Now that my baby is on solids things have changed a little. I was dreading the poo from solids but in all honesty it’s much better to deal with than the milk poos. I use a bamboo liner in the nappy now and can just lift it out and throw the poo in the toilet. It’s much more like a play doh consistency so doesn’t go everywhere like milk poo. Too much information? Maybe, but I had no idea before having a baby and could have done with someone making it nice and clear for me! 

Also, it’s now much warmer here so I can’t leave the bin for too long. I’ve got in the habit of washing that day’s nappies just after I’ve put my baby to bed so they don’t sit in his room overnight. 
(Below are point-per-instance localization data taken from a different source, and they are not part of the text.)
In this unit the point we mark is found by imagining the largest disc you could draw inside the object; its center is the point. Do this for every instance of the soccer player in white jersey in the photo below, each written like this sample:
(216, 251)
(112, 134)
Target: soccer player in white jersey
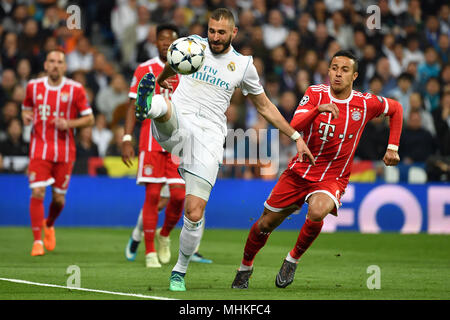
(194, 123)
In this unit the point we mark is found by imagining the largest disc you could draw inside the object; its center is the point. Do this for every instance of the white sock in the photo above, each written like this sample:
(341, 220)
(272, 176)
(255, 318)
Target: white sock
(190, 237)
(290, 259)
(243, 267)
(158, 107)
(137, 231)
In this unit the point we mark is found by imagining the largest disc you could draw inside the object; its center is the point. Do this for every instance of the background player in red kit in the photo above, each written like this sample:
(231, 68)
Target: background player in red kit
(332, 119)
(156, 167)
(52, 104)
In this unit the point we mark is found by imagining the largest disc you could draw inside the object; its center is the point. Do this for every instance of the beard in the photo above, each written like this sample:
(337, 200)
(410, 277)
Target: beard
(226, 45)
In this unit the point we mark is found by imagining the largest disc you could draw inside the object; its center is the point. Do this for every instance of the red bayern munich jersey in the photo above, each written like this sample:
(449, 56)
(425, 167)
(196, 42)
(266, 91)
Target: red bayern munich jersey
(333, 142)
(67, 100)
(155, 66)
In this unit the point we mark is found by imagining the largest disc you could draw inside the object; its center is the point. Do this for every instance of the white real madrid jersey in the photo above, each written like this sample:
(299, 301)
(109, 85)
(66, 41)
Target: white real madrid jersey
(207, 92)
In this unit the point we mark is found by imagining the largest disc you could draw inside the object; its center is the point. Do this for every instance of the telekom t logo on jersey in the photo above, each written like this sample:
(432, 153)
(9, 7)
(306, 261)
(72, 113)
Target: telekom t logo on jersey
(327, 131)
(44, 111)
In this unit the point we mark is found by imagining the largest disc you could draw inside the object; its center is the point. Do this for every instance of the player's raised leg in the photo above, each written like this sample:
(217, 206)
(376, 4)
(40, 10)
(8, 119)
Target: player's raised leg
(37, 215)
(320, 204)
(173, 213)
(135, 240)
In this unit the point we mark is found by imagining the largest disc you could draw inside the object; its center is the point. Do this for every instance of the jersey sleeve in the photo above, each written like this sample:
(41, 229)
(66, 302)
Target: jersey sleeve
(137, 76)
(306, 111)
(28, 102)
(250, 82)
(81, 103)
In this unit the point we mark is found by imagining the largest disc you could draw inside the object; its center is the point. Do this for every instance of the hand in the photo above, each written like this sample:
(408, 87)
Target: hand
(27, 117)
(391, 158)
(166, 84)
(127, 153)
(303, 150)
(61, 123)
(329, 107)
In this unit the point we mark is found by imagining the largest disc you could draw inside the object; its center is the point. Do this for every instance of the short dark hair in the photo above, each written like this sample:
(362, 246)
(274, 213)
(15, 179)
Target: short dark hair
(348, 54)
(167, 26)
(222, 13)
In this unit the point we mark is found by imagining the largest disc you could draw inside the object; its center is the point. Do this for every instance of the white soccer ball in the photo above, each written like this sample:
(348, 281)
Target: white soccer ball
(186, 55)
How often I change nappies

You will find with cloth nappies that you have to change them far more regularly than disposables, as they don’t have the magic water absorbing chemicals that the disposables do. I generally change his nappy every 2-3 hours, and I definitely had a few times where I left it too long and they couldn’t hold any more liquid. More regular changes means a fresher, drier bottom and I think this contributed to the fact that my son has had no nappy rash. 

I’ve been told recently that reusable nappies make it easier to potty train as your toddler knows the feeling of being uncomfortable with a slightly damp nappy and so will let you know that it needs changing. This was only anecdotal so I can’t promise anything!

When he was still waking every few hours during the night I would check and usually change his nappy but as he started to sleep longer, and stopped pooing in the night, I wanted to be able to leave him without worrying about leaks. I started to use an extra pad in them but found this didn’t work as well as I would like. So overnight he sleeps in a disposable. Remember how I said I wasn’t going to beat myself up if I could do it perfectly? Well, I decided that one disposable per day is so much better than one bin bag full per day so I’m ok with my choice. I might start trying to use the cloth ones again over night, but I switch to a disposable because he was waking due to a wet nappy rather than anything else. Changing him then woke him up more so I made the call that longer periods of uninterrupted sleep was better for both of us. 

The only other time I’ve used disposables is when we went overseas on holiday. I really admire anyone who would continue their reusable routine on a plane or whilst staying away from home, but I decided not too. After two weeks of disposables I was wooed by how convenient they are but made sure I got straight back into my reusable routine when we got home and I quickly remembered why I love using them. 

What about when you’re out?

No one wants to lug smelly nappies around with them, do they?! This was an area that I thought I would just use disposables because it would just be too much effort but it’s been fine. I always keep a couple of disposables with me just in case but in general it’s been fine. Keep a wetbag with you and empty it as soon as you get home and it’s really not as bad as you might think. I use this wet/dry bag because I can just grab it out of my big nappy bag when I need it.

Give it a go

If you’ve read this far you must be considering using cloth nappies. If you’re not sure, just get a couple to try and incorporate them into your routine, perhaps on days when you know you’ll be at home. You may find that gradually you lean towards using them more and more, but every time you use a reusable instead of a disposable is one less nappy ending up in landfill. Which is a winner.